Dijital Bağımlılıkla Mücadele Derneği Genel Başkanı Prof. Dr. Tuncay Dilci yaptığı açıklamada, dijital araçların bugün önemli etkileşim araçları olmasının yanında zararlarının da önlenemez hale geldiğini söyledi.
Dijitalleşen çağda oyundan eğlence alışkanlıklarına kadar uzanan birtakım paradigmaların yeni bir tehdide dönüştüğüne dikkati çeken Dilci, şunları kaydetti:
"Dijitalleşme konusunda Türkiye şu anda hızlı ve nereye gittiğini bilmeyen bir şekilde ciddi sıkıntılara doğru yelken açmış gözüküyor. Bağımlılık oranımız şu anda Türk halkı olarak yüzde 11,5 ile yüzde 16 arasında gidiyor. Bağımlılık gençlerde yüzde 16'lara doğru varırken yetişkinlerde ve ilkokul çağındaki çocuklarda daha az diyebiliriz. Şu anda dünyanın birçok ülkelerinde bazı uygulamalarda dijital nesnelerle teması kestiler.
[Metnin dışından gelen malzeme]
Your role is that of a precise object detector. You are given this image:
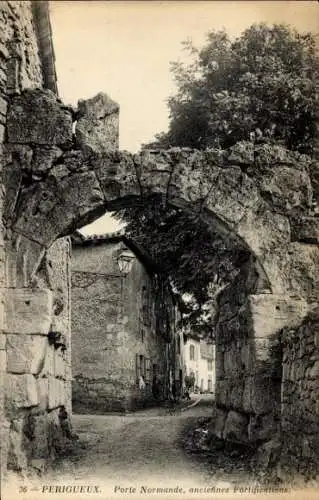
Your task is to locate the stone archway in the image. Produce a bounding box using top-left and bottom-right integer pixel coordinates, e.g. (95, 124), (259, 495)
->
(5, 90), (318, 472)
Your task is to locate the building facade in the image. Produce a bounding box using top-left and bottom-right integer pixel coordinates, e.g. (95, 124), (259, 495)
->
(71, 233), (180, 413)
(184, 334), (215, 393)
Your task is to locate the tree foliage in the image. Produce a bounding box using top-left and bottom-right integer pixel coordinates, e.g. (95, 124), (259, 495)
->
(146, 24), (319, 154)
(118, 24), (319, 332)
(117, 199), (247, 335)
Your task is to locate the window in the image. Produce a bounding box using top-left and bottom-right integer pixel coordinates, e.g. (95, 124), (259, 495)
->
(189, 345), (195, 360)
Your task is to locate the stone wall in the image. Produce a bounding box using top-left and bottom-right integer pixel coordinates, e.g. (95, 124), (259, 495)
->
(215, 254), (307, 444)
(281, 308), (319, 476)
(0, 1), (71, 482)
(72, 241), (171, 412)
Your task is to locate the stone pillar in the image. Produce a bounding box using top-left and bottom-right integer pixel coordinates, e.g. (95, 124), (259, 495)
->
(2, 288), (53, 471)
(215, 294), (307, 442)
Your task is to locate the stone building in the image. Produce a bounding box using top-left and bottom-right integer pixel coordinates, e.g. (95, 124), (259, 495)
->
(72, 233), (180, 413)
(184, 333), (216, 394)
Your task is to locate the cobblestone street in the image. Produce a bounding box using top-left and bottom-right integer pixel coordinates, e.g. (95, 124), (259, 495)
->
(46, 398), (224, 492)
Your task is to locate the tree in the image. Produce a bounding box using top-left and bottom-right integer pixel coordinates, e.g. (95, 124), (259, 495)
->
(119, 24), (319, 334)
(117, 199), (248, 336)
(144, 24), (319, 154)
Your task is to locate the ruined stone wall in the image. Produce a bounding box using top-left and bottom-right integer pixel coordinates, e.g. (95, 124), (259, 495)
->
(281, 308), (319, 477)
(0, 1), (71, 475)
(72, 242), (166, 412)
(215, 254), (307, 443)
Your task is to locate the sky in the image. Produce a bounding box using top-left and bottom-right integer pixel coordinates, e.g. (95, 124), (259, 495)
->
(50, 0), (319, 233)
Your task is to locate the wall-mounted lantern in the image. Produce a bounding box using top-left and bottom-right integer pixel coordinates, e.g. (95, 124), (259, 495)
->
(117, 250), (135, 275)
(48, 331), (67, 351)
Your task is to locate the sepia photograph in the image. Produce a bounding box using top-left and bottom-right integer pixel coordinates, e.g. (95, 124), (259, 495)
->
(0, 0), (319, 500)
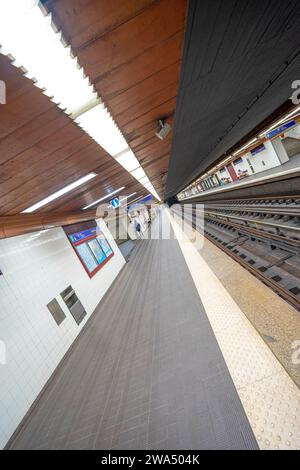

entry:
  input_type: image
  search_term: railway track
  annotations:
[173,197,300,310]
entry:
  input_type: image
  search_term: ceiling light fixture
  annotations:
[0,0,162,204]
[82,186,125,211]
[22,173,97,214]
[115,148,140,172]
[259,106,300,137]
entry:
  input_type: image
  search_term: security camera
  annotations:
[155,119,172,140]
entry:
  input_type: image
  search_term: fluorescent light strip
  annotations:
[119,192,136,202]
[22,173,97,214]
[82,186,125,210]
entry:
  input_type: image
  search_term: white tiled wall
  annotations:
[0,220,125,448]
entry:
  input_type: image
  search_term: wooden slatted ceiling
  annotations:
[0,0,186,215]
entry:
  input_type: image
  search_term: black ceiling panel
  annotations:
[166,0,300,197]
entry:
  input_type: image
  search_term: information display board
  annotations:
[68,226,114,277]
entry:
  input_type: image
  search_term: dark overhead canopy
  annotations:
[0,0,187,215]
[166,0,300,197]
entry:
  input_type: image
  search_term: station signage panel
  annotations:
[267,120,296,139]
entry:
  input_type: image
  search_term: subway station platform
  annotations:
[10,210,258,449]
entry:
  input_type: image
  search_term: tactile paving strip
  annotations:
[169,210,300,450]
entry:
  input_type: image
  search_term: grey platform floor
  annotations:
[10,211,257,449]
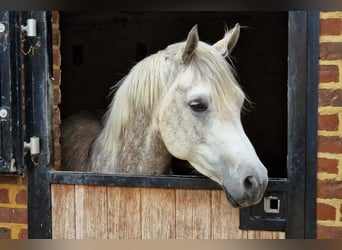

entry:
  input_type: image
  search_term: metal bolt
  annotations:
[0,109,8,119]
[0,23,6,33]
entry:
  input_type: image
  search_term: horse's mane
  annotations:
[98,39,244,151]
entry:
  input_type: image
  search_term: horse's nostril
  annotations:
[244,176,258,190]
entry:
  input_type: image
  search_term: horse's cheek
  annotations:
[159,102,189,159]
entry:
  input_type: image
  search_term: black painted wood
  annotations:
[0,11,24,175]
[51,171,221,190]
[240,11,319,238]
[25,11,53,238]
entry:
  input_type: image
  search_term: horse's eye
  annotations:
[189,100,208,112]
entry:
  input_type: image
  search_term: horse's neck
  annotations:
[93,112,171,175]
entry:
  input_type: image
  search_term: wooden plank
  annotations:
[141,188,176,239]
[75,185,108,239]
[51,184,76,239]
[211,190,247,239]
[107,187,142,239]
[176,189,211,239]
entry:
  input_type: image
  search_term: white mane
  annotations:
[97,39,245,152]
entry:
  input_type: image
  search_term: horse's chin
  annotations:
[222,186,242,208]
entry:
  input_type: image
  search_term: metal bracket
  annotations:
[24,136,40,166]
[240,179,288,231]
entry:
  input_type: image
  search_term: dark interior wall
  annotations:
[60,12,287,177]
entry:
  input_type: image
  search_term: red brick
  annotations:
[0,188,9,203]
[53,69,61,86]
[317,180,342,199]
[18,229,28,240]
[317,203,336,220]
[319,65,339,83]
[317,158,338,174]
[320,18,342,36]
[0,227,11,239]
[53,88,62,105]
[318,136,342,153]
[0,207,27,224]
[319,42,342,60]
[317,225,342,239]
[331,89,342,107]
[318,114,339,131]
[15,189,27,204]
[318,89,333,106]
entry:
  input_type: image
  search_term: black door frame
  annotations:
[25,11,319,238]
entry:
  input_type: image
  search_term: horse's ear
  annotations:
[182,24,199,63]
[213,23,240,56]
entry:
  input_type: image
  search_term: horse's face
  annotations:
[159,26,268,207]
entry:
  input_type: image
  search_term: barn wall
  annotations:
[52,184,285,239]
[317,12,342,238]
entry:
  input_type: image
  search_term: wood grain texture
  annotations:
[75,185,108,239]
[51,184,286,239]
[51,184,76,239]
[107,187,142,239]
[176,189,211,239]
[141,188,176,239]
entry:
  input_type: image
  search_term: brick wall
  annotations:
[0,12,61,239]
[317,12,342,238]
[0,176,27,239]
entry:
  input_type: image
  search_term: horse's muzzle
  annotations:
[222,176,268,207]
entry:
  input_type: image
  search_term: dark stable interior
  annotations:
[60,11,288,178]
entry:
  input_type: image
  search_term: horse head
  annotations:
[157,24,268,207]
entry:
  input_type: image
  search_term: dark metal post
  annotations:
[25,11,53,238]
[0,11,24,174]
[287,11,319,238]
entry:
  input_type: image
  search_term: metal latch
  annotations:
[24,136,40,166]
[264,196,280,214]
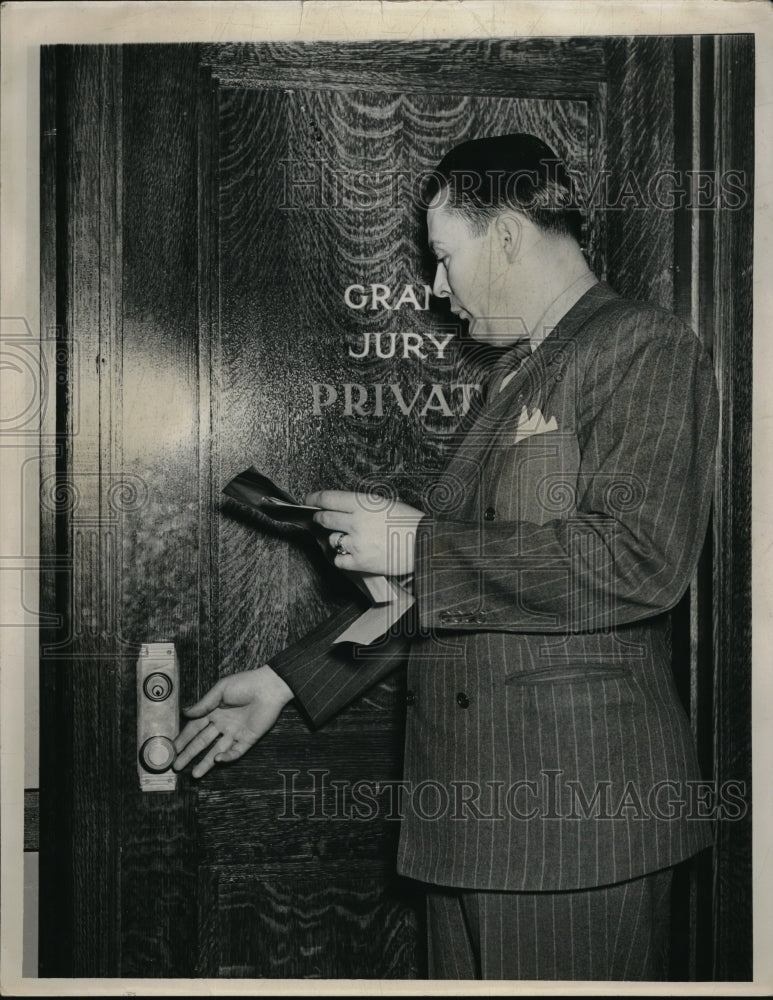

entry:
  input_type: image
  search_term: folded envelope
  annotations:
[333,573,416,646]
[223,466,416,646]
[512,406,558,444]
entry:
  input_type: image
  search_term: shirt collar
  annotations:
[529,271,599,351]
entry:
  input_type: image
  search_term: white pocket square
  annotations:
[512,406,558,444]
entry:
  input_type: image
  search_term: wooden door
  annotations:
[41,39,748,978]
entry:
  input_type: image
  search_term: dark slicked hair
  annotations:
[423,132,583,243]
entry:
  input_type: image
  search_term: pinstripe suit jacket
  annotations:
[269,284,717,890]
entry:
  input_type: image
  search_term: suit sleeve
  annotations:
[268,603,411,726]
[415,309,718,632]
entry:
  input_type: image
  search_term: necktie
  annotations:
[456,337,531,437]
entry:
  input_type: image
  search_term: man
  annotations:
[175,134,717,980]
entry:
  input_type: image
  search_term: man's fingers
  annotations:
[304,490,357,514]
[174,723,220,771]
[191,734,233,778]
[183,680,224,719]
[314,510,351,533]
[174,719,209,753]
[215,740,253,764]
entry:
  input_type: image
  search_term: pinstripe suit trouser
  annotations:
[427,868,673,981]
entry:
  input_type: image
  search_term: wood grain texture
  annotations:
[606,37,681,309]
[40,46,120,976]
[201,872,424,979]
[205,74,590,977]
[202,38,605,98]
[117,46,202,976]
[38,46,73,976]
[24,788,40,851]
[713,35,755,980]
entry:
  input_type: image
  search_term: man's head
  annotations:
[425,133,582,343]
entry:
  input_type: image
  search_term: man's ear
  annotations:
[494,212,523,262]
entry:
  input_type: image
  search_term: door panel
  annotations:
[205,80,588,977]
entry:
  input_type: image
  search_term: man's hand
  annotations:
[174,666,293,778]
[304,490,424,576]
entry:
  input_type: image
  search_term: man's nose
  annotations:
[432,261,451,299]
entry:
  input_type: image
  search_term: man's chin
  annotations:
[467,316,529,347]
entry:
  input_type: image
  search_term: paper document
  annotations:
[223,466,415,646]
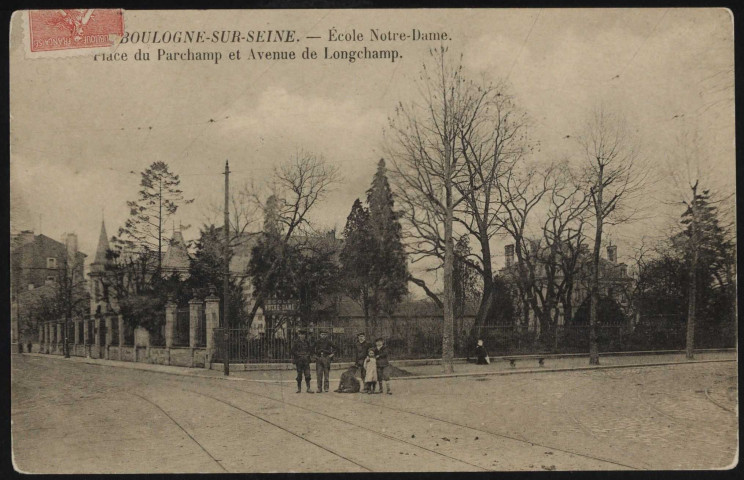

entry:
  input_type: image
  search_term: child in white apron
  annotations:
[364,348,377,393]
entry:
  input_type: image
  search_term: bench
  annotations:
[504,355,546,368]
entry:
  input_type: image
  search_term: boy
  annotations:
[335,365,359,393]
[375,338,393,395]
[292,330,315,393]
[315,331,336,393]
[475,338,491,365]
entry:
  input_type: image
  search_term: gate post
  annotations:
[189,292,204,367]
[72,320,80,355]
[165,296,178,365]
[93,316,103,358]
[204,285,220,368]
[57,322,65,351]
[105,314,114,360]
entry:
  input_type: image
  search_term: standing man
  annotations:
[315,330,336,393]
[354,332,374,392]
[292,330,315,393]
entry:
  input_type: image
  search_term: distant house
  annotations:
[88,221,191,315]
[10,230,86,342]
[501,245,633,331]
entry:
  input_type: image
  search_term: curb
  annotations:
[395,358,736,380]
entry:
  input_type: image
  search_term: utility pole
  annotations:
[222,160,230,376]
[685,181,699,360]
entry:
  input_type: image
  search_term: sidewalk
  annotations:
[22,351,738,383]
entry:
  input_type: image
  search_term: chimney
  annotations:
[504,244,514,268]
[64,233,77,259]
[18,230,34,245]
[607,245,617,263]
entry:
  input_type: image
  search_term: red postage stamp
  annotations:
[28,8,124,52]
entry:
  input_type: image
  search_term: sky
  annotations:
[10,9,735,292]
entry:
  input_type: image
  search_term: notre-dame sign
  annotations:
[264,298,297,315]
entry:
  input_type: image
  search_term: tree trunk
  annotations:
[442,197,455,373]
[589,218,602,365]
[685,188,698,360]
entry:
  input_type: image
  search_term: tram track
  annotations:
[129,392,230,473]
[182,387,492,472]
[202,378,645,470]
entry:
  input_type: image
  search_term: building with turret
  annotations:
[88,220,191,315]
[500,244,633,331]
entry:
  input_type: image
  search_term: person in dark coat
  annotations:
[315,331,336,393]
[335,365,360,393]
[292,330,315,393]
[354,332,374,392]
[375,338,393,395]
[475,338,490,365]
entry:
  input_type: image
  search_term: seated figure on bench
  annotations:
[475,338,491,365]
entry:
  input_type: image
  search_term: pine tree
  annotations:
[367,159,408,318]
[340,198,374,327]
[115,162,194,273]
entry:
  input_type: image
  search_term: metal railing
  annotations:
[212,322,735,363]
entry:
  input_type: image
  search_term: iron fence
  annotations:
[213,322,731,363]
[173,307,190,347]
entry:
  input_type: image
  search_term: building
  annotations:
[88,221,191,315]
[10,230,87,343]
[501,245,633,331]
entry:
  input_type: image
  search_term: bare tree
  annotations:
[498,161,553,334]
[390,47,489,372]
[455,81,535,327]
[578,108,648,365]
[248,151,340,325]
[667,130,735,359]
[203,183,261,248]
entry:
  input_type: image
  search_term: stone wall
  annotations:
[170,347,191,367]
[120,347,134,362]
[147,347,168,365]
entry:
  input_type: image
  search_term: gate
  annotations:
[173,307,190,347]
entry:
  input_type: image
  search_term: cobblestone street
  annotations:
[11,355,738,473]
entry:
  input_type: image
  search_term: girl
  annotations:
[364,348,377,393]
[475,338,491,365]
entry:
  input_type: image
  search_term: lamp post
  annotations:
[222,160,230,376]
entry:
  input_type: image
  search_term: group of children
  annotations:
[362,338,393,395]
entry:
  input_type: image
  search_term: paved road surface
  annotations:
[12,355,738,473]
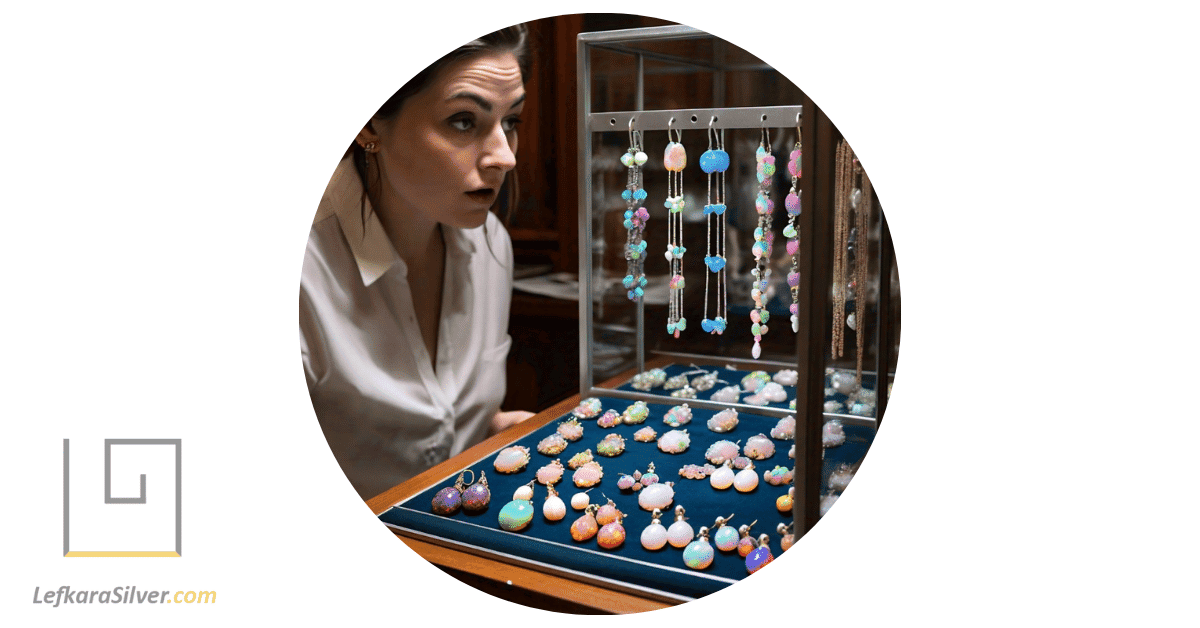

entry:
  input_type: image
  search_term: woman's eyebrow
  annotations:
[446,91,526,113]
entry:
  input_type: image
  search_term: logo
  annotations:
[62,438,184,558]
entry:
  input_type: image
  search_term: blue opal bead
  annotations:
[746,546,775,574]
[713,526,738,551]
[499,500,534,532]
[683,540,713,569]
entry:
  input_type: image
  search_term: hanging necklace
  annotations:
[697,116,730,333]
[750,126,775,360]
[662,118,688,337]
[620,118,650,301]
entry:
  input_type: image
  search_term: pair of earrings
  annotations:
[662,123,688,337]
[750,127,775,360]
[571,500,625,550]
[432,468,492,516]
[692,116,730,333]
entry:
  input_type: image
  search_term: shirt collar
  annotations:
[317,157,492,286]
[317,157,408,286]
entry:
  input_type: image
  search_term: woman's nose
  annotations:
[480,125,517,172]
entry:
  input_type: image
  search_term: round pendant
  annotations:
[596,521,625,550]
[499,500,533,532]
[708,466,733,491]
[433,486,462,516]
[713,526,738,551]
[667,521,696,548]
[683,539,713,569]
[462,483,492,513]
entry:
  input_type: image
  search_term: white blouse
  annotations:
[300,159,512,500]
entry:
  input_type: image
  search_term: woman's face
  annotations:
[364,53,524,228]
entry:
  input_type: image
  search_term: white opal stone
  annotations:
[772,369,797,385]
[541,495,566,521]
[667,521,696,548]
[733,468,758,492]
[637,482,674,510]
[708,467,734,491]
[642,524,672,550]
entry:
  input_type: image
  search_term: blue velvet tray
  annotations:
[379,397,874,600]
[617,364,875,418]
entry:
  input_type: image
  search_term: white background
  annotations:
[0,0,1200,627]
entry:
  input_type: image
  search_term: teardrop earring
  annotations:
[571,504,600,543]
[713,515,738,551]
[462,471,492,513]
[431,468,475,516]
[738,519,758,558]
[775,524,796,551]
[667,506,695,548]
[683,526,714,569]
[541,484,566,521]
[642,508,667,551]
[746,534,775,574]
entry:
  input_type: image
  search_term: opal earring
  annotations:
[694,116,730,333]
[712,515,738,551]
[750,125,775,360]
[642,508,667,551]
[512,480,538,502]
[775,524,796,551]
[667,506,694,548]
[499,486,534,532]
[662,118,688,337]
[620,118,650,303]
[683,527,715,569]
[431,468,475,516]
[738,519,758,558]
[596,508,625,550]
[733,462,758,492]
[637,476,674,510]
[571,504,600,543]
[462,471,492,513]
[541,484,566,521]
[746,534,775,574]
[780,120,802,333]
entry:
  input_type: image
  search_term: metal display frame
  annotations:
[576,25,894,536]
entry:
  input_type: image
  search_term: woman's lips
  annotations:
[467,187,496,205]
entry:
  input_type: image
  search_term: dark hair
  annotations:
[347,24,530,219]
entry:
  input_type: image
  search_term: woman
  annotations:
[300,25,532,498]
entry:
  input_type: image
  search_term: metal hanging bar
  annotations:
[584,104,803,133]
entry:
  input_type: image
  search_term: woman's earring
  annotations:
[662,118,688,337]
[571,504,600,543]
[691,116,730,336]
[750,126,775,360]
[775,524,796,551]
[738,519,758,558]
[620,118,650,303]
[541,484,566,521]
[784,120,803,333]
[642,508,667,551]
[462,471,492,513]
[432,468,475,516]
[746,534,775,574]
[683,527,714,569]
[713,515,738,551]
[667,506,694,548]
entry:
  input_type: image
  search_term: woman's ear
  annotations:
[354,119,379,150]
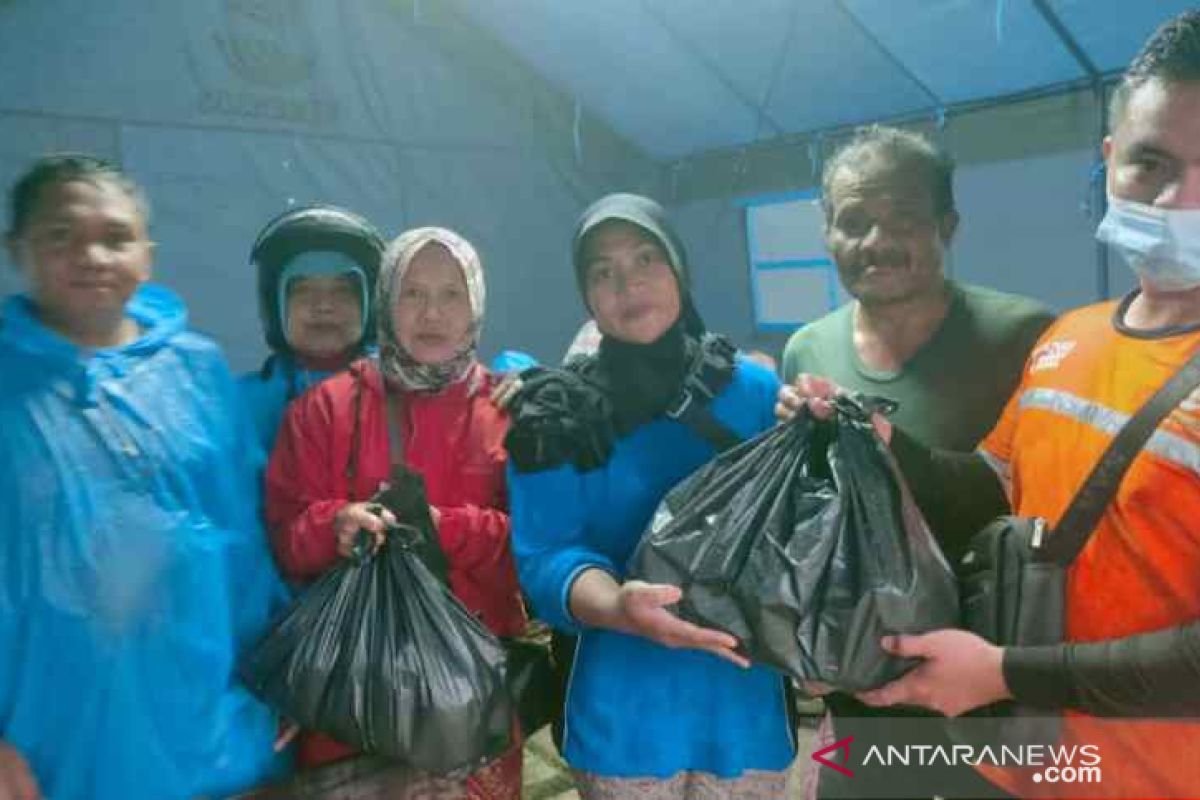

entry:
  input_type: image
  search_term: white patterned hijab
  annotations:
[376,228,486,392]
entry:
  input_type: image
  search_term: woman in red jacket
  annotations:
[266,228,526,800]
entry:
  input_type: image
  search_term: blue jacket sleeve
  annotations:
[509,464,618,632]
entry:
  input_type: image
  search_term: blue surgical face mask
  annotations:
[1096,194,1200,291]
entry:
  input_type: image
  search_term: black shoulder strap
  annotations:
[665,335,742,452]
[666,381,742,452]
[1044,349,1200,565]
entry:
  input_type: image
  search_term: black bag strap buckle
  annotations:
[665,386,694,422]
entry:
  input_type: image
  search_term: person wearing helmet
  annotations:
[241,205,384,452]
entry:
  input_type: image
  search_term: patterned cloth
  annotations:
[575,770,787,800]
[376,228,486,392]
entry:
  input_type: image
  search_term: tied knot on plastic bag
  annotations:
[629,395,959,692]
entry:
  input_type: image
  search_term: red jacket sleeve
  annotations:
[266,391,348,581]
[437,505,511,573]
Türk toplumunun şu anda dijital yaşam ekseninde bilinçli bir şekilde gittiği söylenemez. Duygusal bir toplum olduğumuz ve sarmal düşündüğümüz için her şeyin dijital nesneler üzerinde tatmine doğru bir yönelim söz konusu. İnsanlarımız yalnızlaştı. Kimse kimseye ilgi göstermiyor. Dinliyormuş gibi 'muş' gibi bir yaşantı içerisine yöneldik. Yalnızlaşan bir millet olduk. Milyonlar içerisindeki yalnızlaşma dijital dünyada özgürleşmeye doğru evriliyor. Halbuki dijital dünya özgürleşme değil, tam tersi tutsaklığın ta kendisidir."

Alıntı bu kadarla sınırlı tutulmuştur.